Fra Zerohedge/ BofA/
The most recent card spending data from both Bank of America and JPMorgan confirms that the latest stimmy checks have not only arrived but have been put to good use, mostly by millennials but also by those elderly vaccinated Americans (whom BofA calls “traditionalists”) who just can’t wait to jump on a plane or cruise ship, and enjoy some time away from house arrest, following a year of unprecedented government-overreach lockdowns.
The latest BofA card spending data (as measured by aggregated BAC credit and debit card data) for the week ending March 13 showed a 7.4% 1-year change and 8.9% 2-year change for the 7-days ending March 13th, both numbers confirming a substantial rebound from February’s spending freeze.
And speaking of the base effect and the March 2020 lockdowns, BofA shows that spending at department stores and on clothing shot up on a 1-year comparison – if not 2 years – which shows that people had already pulled back this time last year.
Meanwhile, overall retail spending remains modestly lower compared to the pre-covid average according to JPM data, while on a one-year basis consumer spending is now up almost 24% Y/Y.
In contrast, the 1 and 2-year change is comparable for spending at home improvement and furniture stores, running at around 40% and showing resilience both this year and last.
Additionally, BofA finds that card spending on restaurants is up 11% 1-year and flat over a 2-year period, suggesting this industry haw now normalized. To be sure, one can still see regional differences with the 2-year change negative in CA and NY, for example, but up roughly double digits in GA and FL.
Restaurant spending has improved in states where restrictions are being eased – for example, a pickup in restaurant activity in NYC. When looking at the composition of spending, BofA finds that locals make up 70% of NYC restaurant spending, down from the peak of 83% in April 2020 but still above the pre-COVID level of 56%
A great demonstration of the base effect is that while card spending on airlines is up 13% year over year, moving into positive territory on March 12th, the 2-year change is still down 45%. Given the one year base effects, and the desire to avoid noise in comparisons, BofA now prefers to focus on the 2-year change.
And here, we find that in the past week, the 2-year growth rate inflected higher
Drilling down we find that the traditionalist generation (75+ age group, mostly vacinated) has continued to ramp up spending on airlines, running 6X the June 2020 average. Meanwhile, in the last week, there has been a modest divergence in bank data sets: according to BofA, other cohorts have also spending but less so, with spending on airlines amongst Millennials at 2.3X the summer level.
At the same time, data from JPMorgan shows that unlike BofA, the primary source of all the new spending is the Millennial generation – fueled by stimulus payment s – with both Gen Z and Baby Boomers far behind.

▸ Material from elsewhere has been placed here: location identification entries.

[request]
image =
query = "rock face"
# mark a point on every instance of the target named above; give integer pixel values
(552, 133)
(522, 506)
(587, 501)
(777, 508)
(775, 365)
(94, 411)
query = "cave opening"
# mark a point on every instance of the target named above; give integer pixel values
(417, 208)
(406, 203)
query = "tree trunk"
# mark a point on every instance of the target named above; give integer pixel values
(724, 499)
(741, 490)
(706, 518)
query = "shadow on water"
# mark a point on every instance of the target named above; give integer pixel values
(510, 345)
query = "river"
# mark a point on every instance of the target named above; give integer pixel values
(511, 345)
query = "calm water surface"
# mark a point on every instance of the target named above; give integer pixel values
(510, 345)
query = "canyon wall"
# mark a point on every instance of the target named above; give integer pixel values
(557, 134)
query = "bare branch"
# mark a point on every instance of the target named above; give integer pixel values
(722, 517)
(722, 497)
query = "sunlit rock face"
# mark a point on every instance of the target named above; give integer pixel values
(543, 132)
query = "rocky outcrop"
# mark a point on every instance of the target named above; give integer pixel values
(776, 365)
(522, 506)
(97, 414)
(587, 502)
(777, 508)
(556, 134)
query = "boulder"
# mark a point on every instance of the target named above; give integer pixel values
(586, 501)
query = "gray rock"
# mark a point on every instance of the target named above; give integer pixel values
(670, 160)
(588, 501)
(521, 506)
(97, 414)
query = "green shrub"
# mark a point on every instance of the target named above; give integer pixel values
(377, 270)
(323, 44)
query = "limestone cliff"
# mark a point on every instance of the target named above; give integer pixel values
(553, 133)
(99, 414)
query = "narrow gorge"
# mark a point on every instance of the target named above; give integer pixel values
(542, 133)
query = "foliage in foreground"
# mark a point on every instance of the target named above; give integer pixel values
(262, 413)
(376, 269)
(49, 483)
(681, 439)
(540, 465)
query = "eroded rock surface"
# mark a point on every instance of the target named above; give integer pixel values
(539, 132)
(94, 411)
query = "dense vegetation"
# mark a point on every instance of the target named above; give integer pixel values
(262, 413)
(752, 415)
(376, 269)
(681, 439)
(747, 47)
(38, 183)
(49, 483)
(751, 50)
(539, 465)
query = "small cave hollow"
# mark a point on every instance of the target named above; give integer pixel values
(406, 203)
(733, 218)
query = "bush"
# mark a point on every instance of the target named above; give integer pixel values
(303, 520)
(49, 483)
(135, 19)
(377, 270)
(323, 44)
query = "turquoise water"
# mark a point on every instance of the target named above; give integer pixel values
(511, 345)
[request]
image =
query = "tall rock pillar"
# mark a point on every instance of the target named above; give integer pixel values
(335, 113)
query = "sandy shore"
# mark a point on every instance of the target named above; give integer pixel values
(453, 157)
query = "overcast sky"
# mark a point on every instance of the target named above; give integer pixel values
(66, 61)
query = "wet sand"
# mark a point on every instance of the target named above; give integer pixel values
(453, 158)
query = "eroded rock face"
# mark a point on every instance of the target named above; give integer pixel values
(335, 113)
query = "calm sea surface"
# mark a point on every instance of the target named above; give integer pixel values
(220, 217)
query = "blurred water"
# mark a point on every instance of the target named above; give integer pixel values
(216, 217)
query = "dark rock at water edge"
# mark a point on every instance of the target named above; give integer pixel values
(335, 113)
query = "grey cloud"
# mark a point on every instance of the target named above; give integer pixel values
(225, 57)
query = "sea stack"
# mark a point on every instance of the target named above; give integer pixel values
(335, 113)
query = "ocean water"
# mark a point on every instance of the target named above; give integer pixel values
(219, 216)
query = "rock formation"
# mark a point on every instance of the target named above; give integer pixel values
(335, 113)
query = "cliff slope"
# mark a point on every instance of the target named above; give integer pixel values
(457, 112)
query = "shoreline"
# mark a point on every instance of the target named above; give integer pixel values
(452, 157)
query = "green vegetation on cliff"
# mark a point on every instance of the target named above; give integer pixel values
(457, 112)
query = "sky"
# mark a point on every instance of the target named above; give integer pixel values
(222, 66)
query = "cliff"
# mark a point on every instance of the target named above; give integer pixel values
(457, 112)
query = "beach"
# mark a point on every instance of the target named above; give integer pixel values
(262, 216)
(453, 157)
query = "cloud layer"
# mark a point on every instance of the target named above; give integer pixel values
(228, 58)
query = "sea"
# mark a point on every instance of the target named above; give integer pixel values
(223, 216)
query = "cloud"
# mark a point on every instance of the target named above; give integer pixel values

One caveat: as JPM notes, 62% of the stimulus checks ($242bn of $393bn) have been disbursed right as we are about to lap peak covid closures from last year. “So while the data is set to explode higher in the coming weeks- the benefits will begin to roll off as we move past April 15th (when initial stimulus hit last year).”
One final point: expect even more spending once tax refunds – which remain substantially delayed compared to both 2019 and 2020 at this time of the year – finally catch up to historical trendlines.